Do it a few hundred times, maybe it will converge to something stable. :-)
Evgeny Denisov
@eIGato
@phalexo you are wrong about it.
In [13]: result = [np.dot(old_infer, new_infer)for old_infer, new_infer inzip(d2v.docvecs.doctag_syn0norm, infer_syn0norm)]
In [14]: hist = plt.hist(result, bins=sim_borders)
In [15]: plt.show(block=False)
I've calculated the similarity of first and second inferrence: it's about 1.0 for all the vectors.
phalexo
@phalexo
What parameters are you using with infer_vector? How many steps, alpha, min_alpha?
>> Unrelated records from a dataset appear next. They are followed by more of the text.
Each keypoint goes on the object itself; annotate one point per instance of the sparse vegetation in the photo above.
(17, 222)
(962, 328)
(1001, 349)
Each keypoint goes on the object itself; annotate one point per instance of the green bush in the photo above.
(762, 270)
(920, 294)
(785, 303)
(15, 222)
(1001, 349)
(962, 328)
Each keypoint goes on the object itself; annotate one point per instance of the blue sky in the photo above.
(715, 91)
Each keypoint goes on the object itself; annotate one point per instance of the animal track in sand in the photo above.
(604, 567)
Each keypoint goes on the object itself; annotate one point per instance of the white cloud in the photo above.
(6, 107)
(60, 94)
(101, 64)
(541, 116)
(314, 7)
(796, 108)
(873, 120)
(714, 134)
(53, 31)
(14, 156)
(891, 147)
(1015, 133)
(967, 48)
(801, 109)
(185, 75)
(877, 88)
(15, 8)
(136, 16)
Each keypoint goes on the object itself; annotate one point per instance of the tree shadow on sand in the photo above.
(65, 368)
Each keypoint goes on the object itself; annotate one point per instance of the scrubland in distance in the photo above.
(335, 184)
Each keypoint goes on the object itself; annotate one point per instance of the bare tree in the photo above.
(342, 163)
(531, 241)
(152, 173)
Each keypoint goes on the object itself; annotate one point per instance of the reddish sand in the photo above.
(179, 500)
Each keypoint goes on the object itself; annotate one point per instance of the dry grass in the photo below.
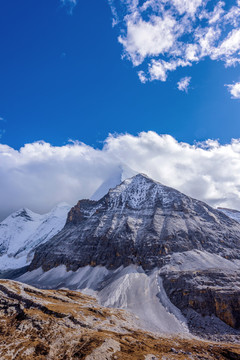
(67, 325)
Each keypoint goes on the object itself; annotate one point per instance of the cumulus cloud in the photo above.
(39, 176)
(159, 36)
(234, 90)
(184, 83)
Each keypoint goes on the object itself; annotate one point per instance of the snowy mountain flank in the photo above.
(24, 230)
(171, 260)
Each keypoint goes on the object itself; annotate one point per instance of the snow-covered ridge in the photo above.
(233, 214)
(24, 230)
(140, 189)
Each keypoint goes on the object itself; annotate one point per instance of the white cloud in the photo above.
(39, 175)
(176, 32)
(153, 37)
(184, 83)
(234, 90)
(187, 6)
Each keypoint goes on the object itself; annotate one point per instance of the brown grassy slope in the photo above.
(64, 325)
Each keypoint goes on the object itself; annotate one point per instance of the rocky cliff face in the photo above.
(139, 222)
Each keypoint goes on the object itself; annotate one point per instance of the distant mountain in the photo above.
(233, 214)
(123, 173)
(171, 260)
(24, 230)
(138, 222)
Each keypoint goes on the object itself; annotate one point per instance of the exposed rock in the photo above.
(139, 222)
(210, 293)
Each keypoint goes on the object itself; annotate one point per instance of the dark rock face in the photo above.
(209, 292)
(139, 222)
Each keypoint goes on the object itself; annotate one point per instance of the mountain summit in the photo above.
(138, 222)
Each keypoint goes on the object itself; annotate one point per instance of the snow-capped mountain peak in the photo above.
(22, 231)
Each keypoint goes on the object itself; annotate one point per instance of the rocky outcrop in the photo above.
(138, 222)
(208, 293)
(62, 324)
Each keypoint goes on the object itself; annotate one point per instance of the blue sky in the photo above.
(166, 67)
(62, 77)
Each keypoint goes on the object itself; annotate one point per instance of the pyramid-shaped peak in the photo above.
(139, 190)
This is similarity between first inferrence (steps = d2v.iter ** 2, alpha = min_alpha = d2v.alpha) and the last result from interactive shell.
Evgeny Denisov
@eIGato
F@#$%! All that time i did infer documents from a generator. One-time generator. They did not re-infer at all. Bleen.
Evgeny Denisov
@eIGato
This is similarity between first inferrence and alpha = min_alpha = 0.19, steps = 4500.
Evgeny Denisov
@eIGato
Replaced document vectors with copy of inferred ones. And re-inferred. Similarity is about 1.0 like before. Because infer_vector() doesn't use old docvecs at all.
But i still don't know if it makes sense.
phalexo
@phalexo
I don't either. Makes no sense to me. Considering that inferred vectors should be different based on parameters, it would seem odd.
Evgeny Denisov
@eIGato
d2v.sample = 1.0 / word_count
Is it reasonable?
Evgeny Denisov
@eIGato
word_count is the count of different words (provisional length of d2v.wv.index2word).
Evgeny Denisov
@eIGato
How to pick a reasonable sample value?
Evgeny Denisov
@eIGato
What if 90% of words are different from each other? Is it possible to train *2Vec model with such a corpus?
phalexo
@phalexo
Clearly that is not a natural language application.
Evgeny Denisov
@eIGato
@phalexo purpose is to predict phrases, not words. So i use phrases as d2v words. And full texts as d2v docs.
Saurabh Vyas
@saurabhvyas
is there a pretrained lda model available for gensim , just for tinkering ?
Matan Shenhav
@ixxie
@saurabhvyas can LDA even be used in a supervised mode?
anyway, its been pretty easy for us to train+predict on a given data set
Dennis.Chen
@DennisChen0307
Hi there. Is there any road maps for new release of gensim?
AMaini503
@AMaini503
Should I expect Doc2Vec to use all the cores if I pass workers = #cpus ?
matanster
@matanster
Apologies for adding a 4th question in a row here... Does gensim have anything builtin for transforming a document to a bag of n-grams representation, or does it in fact only do bag of words? (words being 1-grams...)
Radim Řehůřek
@piskvorky
@matanster Gensim doesn't actually do the transformation; it already expects a (feature_id, weight) bag-of-whatever pairs on input. How you split the documents into words/ngrams/something else is up to you.
@DennisChen0307 our aim is one release per month, but last months have been busy at RARE, not much time for open source. We plan a release for the end of this month.
matanster
@matanster
@piskvorky oh, sorry then, I just thought maybe corpora.Dictionary.doc2bow might have some usage form for that... I could swear I saw it computing the bag-of-words in my code, but I should probably start reading the source to answer my own questions
Jesse Talavera-Greenberg
@JesseTG
When training a word2vec model, I need to give it a list of documents. How does word2vec treat unknown words? By giving an unknown word a vector close to a known word?